I've been giving my baby corn snake a pinkie every 7 days, but im considering making it every 5 days.


----------



## Mushroom Spore

tamjam69 said:


> can you over feed them


EVERY animal can be overfed, including people; and obesity's not healthy for anyone or anything.  Ideally, you want to feed one prey item roughly as big around as the fattest part of the snake (no more than 1.5x that). If there's nothing quite the right size, then say two pinkies until it grows big enough for the next size you can get. I would say once a week...it might be ABLE to eat every five days, but the extra two days to be safe won't hurt it in the slightest.

Also be sure the snake isn't being handled or otherwise disturbed for at least 24 hours after every meal.


----------



## tamjam69

Mushroom Spore said:


> EVERY animal can be overfed, including people; and obesity's not healthy for anyone or anything.  Ideally, you want to feed one prey item roughly as big around as the fattest part of the snake (no more than 1.5x that). If there's nothing quite the right size, then say two pinkies until it grows big enough for the next size you can get.
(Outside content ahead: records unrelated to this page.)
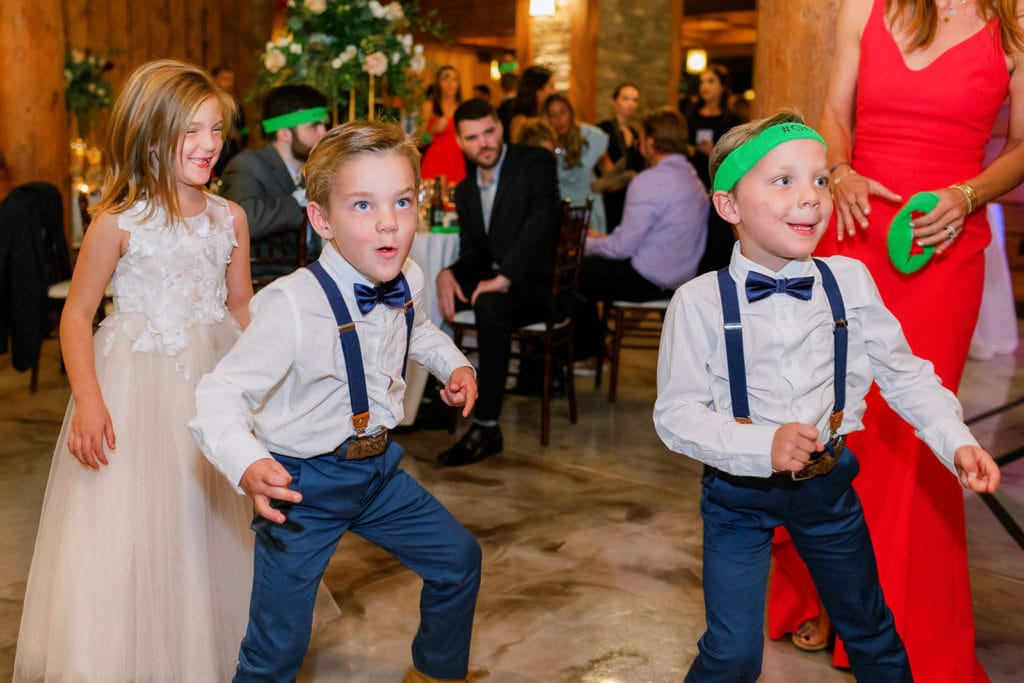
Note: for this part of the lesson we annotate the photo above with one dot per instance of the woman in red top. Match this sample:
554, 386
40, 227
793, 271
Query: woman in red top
924, 81
443, 157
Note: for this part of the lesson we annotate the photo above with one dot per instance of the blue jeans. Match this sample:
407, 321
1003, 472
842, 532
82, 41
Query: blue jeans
826, 523
383, 504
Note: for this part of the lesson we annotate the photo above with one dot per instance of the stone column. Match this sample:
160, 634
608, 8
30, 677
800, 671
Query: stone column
639, 42
34, 125
795, 45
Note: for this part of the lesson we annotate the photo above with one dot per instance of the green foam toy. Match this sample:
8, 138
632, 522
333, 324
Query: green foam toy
901, 235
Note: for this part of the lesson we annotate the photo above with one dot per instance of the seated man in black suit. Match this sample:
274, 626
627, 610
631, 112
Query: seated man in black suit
267, 182
508, 212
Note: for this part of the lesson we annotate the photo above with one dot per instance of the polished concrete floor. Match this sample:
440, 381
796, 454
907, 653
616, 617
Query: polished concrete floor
592, 545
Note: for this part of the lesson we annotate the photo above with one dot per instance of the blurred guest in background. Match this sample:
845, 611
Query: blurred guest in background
624, 153
482, 91
442, 157
659, 242
710, 117
239, 139
508, 214
537, 132
536, 85
267, 182
579, 147
509, 83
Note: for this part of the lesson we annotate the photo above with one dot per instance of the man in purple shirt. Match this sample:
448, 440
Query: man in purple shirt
657, 246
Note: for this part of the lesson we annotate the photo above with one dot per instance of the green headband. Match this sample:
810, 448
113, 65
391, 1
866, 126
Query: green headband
745, 157
312, 115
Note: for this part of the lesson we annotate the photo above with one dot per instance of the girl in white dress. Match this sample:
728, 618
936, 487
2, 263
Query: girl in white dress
143, 558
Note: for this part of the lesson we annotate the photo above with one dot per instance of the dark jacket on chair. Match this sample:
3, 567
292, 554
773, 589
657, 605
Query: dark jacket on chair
33, 256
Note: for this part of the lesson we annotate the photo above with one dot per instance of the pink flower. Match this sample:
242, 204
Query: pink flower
274, 60
376, 63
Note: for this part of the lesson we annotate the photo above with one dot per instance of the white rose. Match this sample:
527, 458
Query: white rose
376, 63
393, 11
274, 60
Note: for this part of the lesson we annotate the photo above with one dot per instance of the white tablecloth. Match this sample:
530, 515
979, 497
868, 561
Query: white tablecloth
433, 252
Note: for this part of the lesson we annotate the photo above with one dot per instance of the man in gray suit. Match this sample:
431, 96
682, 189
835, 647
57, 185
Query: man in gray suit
267, 182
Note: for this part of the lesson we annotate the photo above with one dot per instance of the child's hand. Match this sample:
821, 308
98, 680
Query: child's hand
792, 446
266, 479
461, 389
90, 428
977, 470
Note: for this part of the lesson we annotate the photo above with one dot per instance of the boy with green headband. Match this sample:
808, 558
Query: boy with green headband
763, 385
267, 182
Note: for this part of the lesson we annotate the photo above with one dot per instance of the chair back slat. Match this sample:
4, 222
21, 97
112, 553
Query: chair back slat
276, 253
571, 240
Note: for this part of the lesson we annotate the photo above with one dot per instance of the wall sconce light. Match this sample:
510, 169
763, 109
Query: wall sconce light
696, 60
542, 7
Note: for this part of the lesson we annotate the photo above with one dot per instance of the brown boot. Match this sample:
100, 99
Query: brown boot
417, 676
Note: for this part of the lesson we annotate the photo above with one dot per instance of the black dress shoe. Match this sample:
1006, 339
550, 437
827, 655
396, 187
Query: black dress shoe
475, 444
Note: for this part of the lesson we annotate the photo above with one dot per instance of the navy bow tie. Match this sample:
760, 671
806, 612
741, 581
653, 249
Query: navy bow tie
759, 287
392, 294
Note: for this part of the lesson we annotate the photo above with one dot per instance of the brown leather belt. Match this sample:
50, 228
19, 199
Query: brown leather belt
367, 446
821, 462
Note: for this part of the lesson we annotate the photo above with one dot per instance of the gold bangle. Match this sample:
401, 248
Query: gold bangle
969, 195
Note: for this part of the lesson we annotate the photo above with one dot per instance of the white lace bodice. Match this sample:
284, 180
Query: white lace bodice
171, 278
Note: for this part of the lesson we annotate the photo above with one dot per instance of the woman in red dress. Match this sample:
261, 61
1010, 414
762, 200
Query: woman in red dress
924, 81
443, 157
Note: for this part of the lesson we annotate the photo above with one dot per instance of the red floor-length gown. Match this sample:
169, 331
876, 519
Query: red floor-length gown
443, 156
915, 130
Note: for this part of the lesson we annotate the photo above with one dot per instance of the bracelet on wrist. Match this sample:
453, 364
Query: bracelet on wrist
969, 195
836, 181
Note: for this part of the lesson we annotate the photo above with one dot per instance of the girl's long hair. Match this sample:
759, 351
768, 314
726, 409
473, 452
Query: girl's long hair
920, 19
150, 120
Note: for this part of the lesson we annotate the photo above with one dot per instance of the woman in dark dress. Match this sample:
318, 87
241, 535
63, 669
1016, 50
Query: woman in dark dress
710, 117
624, 151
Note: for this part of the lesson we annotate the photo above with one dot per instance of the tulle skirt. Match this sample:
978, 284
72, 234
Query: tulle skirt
141, 570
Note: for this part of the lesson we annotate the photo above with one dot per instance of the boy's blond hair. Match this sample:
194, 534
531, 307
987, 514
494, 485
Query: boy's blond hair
348, 141
743, 132
148, 123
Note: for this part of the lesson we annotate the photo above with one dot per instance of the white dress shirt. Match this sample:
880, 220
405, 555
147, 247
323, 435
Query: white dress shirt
788, 351
284, 388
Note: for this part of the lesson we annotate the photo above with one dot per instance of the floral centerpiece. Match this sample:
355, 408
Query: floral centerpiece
86, 89
351, 50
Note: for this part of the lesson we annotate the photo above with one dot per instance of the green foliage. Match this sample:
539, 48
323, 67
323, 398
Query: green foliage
335, 45
86, 90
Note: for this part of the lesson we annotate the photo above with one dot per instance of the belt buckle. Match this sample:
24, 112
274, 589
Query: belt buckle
824, 462
368, 446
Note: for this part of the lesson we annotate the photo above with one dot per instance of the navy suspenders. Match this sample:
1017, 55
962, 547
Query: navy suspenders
350, 345
734, 345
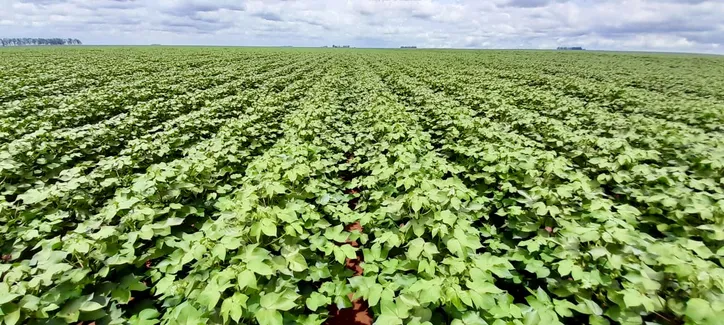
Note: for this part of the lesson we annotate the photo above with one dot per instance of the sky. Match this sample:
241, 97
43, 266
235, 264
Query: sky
635, 25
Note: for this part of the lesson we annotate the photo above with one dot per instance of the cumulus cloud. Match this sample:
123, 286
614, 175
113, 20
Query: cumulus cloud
668, 25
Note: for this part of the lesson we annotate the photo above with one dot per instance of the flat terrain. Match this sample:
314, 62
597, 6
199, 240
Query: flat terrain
222, 185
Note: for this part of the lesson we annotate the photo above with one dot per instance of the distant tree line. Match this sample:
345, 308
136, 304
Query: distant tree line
25, 41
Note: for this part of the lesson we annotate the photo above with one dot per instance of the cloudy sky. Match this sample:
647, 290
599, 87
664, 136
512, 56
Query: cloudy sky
660, 25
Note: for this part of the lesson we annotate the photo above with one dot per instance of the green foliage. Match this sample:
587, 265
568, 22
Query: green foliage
216, 186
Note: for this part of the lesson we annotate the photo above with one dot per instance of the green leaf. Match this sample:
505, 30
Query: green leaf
453, 245
209, 297
12, 318
259, 267
89, 306
279, 301
33, 196
297, 262
414, 248
233, 307
246, 279
268, 227
164, 284
317, 300
269, 317
565, 267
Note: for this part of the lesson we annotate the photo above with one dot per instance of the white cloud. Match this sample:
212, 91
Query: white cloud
669, 25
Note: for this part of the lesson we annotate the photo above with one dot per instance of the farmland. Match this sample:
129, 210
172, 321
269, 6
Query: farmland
280, 186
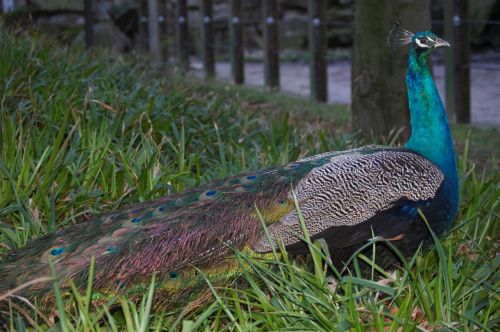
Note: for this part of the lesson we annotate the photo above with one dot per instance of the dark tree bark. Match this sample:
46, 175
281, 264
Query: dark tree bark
379, 100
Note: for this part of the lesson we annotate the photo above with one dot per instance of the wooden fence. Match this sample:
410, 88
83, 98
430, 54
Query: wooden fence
456, 26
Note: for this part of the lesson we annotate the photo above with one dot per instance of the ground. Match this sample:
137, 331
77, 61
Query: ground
485, 82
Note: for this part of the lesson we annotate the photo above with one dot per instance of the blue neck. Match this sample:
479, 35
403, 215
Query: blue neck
430, 133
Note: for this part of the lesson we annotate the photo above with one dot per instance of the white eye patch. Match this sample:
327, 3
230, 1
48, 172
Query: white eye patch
424, 42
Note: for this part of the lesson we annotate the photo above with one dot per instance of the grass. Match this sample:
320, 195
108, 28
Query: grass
82, 133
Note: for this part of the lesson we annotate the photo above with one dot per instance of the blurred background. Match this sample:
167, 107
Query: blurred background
325, 50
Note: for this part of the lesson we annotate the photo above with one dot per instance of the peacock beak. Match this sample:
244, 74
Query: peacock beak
441, 42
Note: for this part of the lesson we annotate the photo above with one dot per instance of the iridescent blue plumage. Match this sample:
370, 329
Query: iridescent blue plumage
431, 136
346, 197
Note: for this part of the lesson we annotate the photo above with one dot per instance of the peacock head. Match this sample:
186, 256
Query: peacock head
426, 41
423, 42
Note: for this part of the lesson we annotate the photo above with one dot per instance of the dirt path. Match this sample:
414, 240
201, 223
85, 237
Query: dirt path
485, 83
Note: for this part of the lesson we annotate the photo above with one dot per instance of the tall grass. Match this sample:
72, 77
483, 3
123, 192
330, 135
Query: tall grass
81, 133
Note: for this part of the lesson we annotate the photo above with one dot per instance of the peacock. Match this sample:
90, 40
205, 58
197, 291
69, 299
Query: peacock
345, 197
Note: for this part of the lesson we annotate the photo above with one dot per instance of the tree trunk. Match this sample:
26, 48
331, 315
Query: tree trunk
379, 100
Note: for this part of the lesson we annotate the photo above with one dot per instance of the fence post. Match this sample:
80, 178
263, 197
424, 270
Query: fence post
153, 32
450, 76
162, 22
461, 51
208, 38
236, 41
142, 10
89, 24
271, 45
317, 47
182, 34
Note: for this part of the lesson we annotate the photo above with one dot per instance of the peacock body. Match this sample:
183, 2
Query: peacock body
345, 197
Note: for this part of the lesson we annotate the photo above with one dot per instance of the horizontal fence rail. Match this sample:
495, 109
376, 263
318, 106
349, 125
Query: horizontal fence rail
456, 23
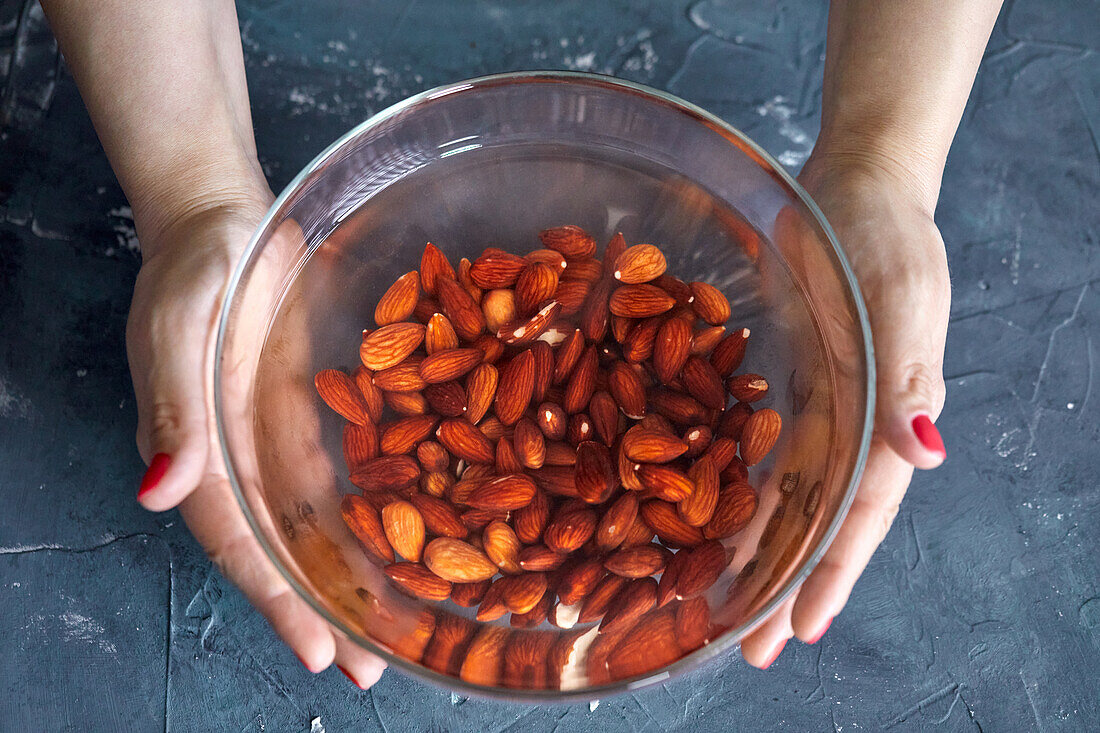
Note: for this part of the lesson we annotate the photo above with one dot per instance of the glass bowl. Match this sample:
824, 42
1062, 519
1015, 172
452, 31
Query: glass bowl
492, 162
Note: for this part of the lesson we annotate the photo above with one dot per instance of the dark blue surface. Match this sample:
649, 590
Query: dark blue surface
980, 611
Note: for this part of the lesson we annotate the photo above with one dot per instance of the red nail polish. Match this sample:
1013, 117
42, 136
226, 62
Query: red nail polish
928, 436
774, 654
817, 637
156, 470
348, 675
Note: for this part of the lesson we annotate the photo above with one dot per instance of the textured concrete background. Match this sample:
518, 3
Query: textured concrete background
980, 611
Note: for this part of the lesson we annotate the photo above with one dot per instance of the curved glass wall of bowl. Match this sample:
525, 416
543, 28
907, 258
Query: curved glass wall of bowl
492, 162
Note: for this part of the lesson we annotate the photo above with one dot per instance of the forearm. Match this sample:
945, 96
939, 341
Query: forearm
898, 74
164, 85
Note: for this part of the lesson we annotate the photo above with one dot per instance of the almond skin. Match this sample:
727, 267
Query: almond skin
388, 346
404, 528
402, 436
759, 435
640, 302
616, 522
506, 492
481, 391
386, 473
398, 303
573, 242
462, 439
433, 266
341, 393
710, 304
458, 561
639, 264
418, 581
364, 523
514, 392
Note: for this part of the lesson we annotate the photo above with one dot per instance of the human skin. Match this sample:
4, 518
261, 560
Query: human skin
164, 84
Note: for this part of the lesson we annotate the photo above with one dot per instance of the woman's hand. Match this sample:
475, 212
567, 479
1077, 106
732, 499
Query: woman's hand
898, 255
171, 341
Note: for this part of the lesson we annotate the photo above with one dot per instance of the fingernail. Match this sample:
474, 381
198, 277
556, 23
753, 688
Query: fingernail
156, 470
348, 675
928, 436
774, 655
818, 635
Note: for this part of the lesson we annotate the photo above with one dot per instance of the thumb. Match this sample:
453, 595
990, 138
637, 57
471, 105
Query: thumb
173, 424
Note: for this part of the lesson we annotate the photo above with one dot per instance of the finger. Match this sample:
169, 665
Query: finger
910, 325
356, 664
173, 420
761, 647
231, 547
826, 590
I would say once a week...it might be ABLE to eat every five days, but the extra two days to be safe won't hurt it in the slightest.
> 
> Also be sure the snake isn't being handled or otherwise disturbed for at least 24 hours after every meal.


\

thanks, thats answered my question clearly.:1: :1:


----------



## GailC

I feed my hatchlings every 5 days, when they move to hoppers its every 7 days.


----------



## Leigh

the best thing to do is to watch the behaviour of the snake, last year i bred 257 Corn Snakes as i supply alot of the exotic pet trade suppliers in my area, me and my parents have been doing this for a while as wekk as having our own exotic pet shop 

the hatchlings are fed once every 7 days on a pinkie that is suitable for them, becasue some of my hatchling are massive babys and others are tiny!!! and this year i even had 3 sets of twins!! and these were tiny! 

once they show behaviour of "im still looking for something to eat" ie. not being still for atleast 24 hours after they have been fed this is the time that they get moed up onto 2 pinkies every 7 days. once they have fed like this for 4 weeks, they then get moved up onto a mouse fuzzy or hopper (depending on what they are called)

but then again everyone has their own methods with snakes and very snake is different, i once had a Adult Female Snow cornt hat wouldnt take anything bigger than a Small mouse! she just completely refused it!


----------